近代日本において軍神と称された軍人としては、陸軍の乃木希典大将、海軍の東郷平八郎元帥が著名である。
当初は公式のものではなく、主にマスコミが尊称として用いていたが、昭和になって軍が公式に指定するようになり、軍神に指定された軍人の生家には「軍神の家」という表札が掲げられるようになる。

この軍神の家には学校の生徒、婦人会、青年団が連日列を成して詣でた。それが終戦とともに一転してあたかも戦争に加担した罪人のような扱いを受け、遺族は肩身の狭い思いをしたという。
戦後軍神達の死は、極端な言い方をすれば「犬死に」扱いされたわけである。
安芸が若くして急逝した時も、死因は過酷な訓練のせいだと飼主兼訓練指導手の私は家内始め周囲から極悪非道者扱いにされた。

12月に入って直ぐ、今回の警備犬追悼式は吉浦の業務の都合により1週間前倒しで実施された。
警備犬霊名簿奉安、黙祷の後、この1年で死亡した2頭の警備犬の遺影と遺品の首輪が担当ハンドラーにより奉安される。
うち1頭は安芸の母親メッシュ号である。

碑の裏側に貼られた安芸の銘板が両側を兄弟の松之助号と母親に挟まれ仲良く並んでいた。名前も分らない警備犬も含めて50頭以上が合祀されている中で、警備犬の子として生を受け災害救助犬の任務を全うした安芸号はきわめて異色であるが、生まれ故郷で家族や仲間とともに安らかに眠っていることだろう。
現役時代「統率」について未熟だった私は、第二の人生で図らずもその補習をさせられる羽目になったが、犬には「義」や「使命感」といったものはない。
もちろん「利」や「出世」もない。ただ飼主や指導手(ハンドラー)に褒めてもらいたい一心で、与えられた任務を忠実かつ嬉々として遂行するだけ。

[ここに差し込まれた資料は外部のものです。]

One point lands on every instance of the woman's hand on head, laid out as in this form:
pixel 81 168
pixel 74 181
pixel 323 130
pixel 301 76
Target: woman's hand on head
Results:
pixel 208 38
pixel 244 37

これまで真珠湾攻撃直後には海軍部内で、また戦後は乗艇が発見引き揚げられる度に九軍神の「戦果」論争が起こっている。
しかし、そんなことは些末な議論であり、彼らの最大の「戦果」は国難に処しての若者の生き様が連綿と70年間も伝え継がれているという事実である。
その意味で彼らの死は決して「犬死に」ではない。僭越だが私の安芸の死もそうだと確信している。毎年この時期には、いろんなことを考えさせてくれる。